Governor Quinn’s scandal-plagued Neighborhood Recovery Initiative is poised to once again take center stage as federal prosecutors cleared the way for the bipartisan Legislative Audit Commission to resume their investigation of the program, said State Senator Dave Syverson (R-Rockford).
In advance of an Oct. 8 Audit Commission hearing, several lawmakers are raising concerns that Governor Quinn has shuffled millions of dollars into a re-branded version of his failed Neighborhood Recovery Initiative and appears to be accelerating the pace of handouts as the election nears.

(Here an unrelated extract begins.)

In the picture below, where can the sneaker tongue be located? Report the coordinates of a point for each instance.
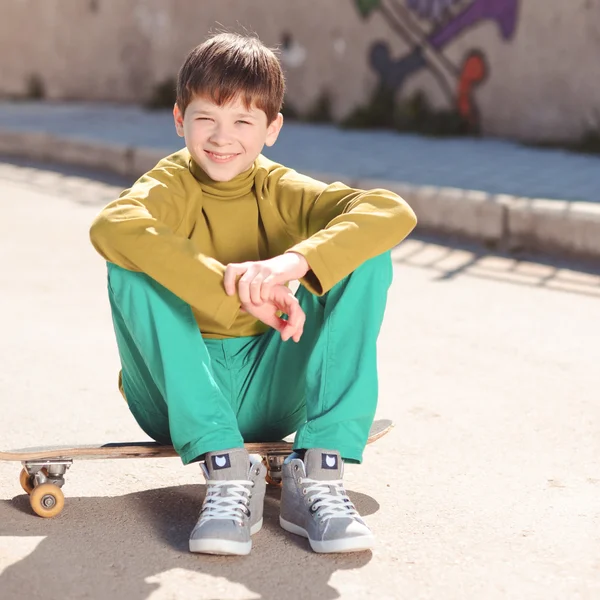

State spending records show $5 million in funds that were supposed to have gone statewide to help at-risk youth have been shifted to programs in Chicago that are virtual clones of the Neighborhood Recovery Initiative (NRI), including several to the same contractors whose misuse of funds from the previous program sparked multiple criminal investigations.
U.S. Attorney gives audit commission green light
The Legislative Audit Commission is set to resume its investigation of the original NRI program after the U.S. Attorney’s Office for the Central District of Illinois informed the co-chairs of the bipartisan commission that he does not object to the Audit Commission resuming public hearings on the NRI.
In August, U.S. Attorney James Lewis had requested that the commission delay its investigation for 90 days so as not to interfere with federal investigators.
One of the witnesses subpoenaed by the Audit Commission has also said she will testify. Barbara Shaw, the former director of the Illinois Violence Prevention Authority has informed the audit commission that she will comply with a subpoena issued before the hearings were placed on hold. She is considered to be a key witness and has firsthand knowledge of the preparation and roll-out of the $54.5 million grant program that is now under criminal investigation by federal prosecutors in Springfield and Chicago.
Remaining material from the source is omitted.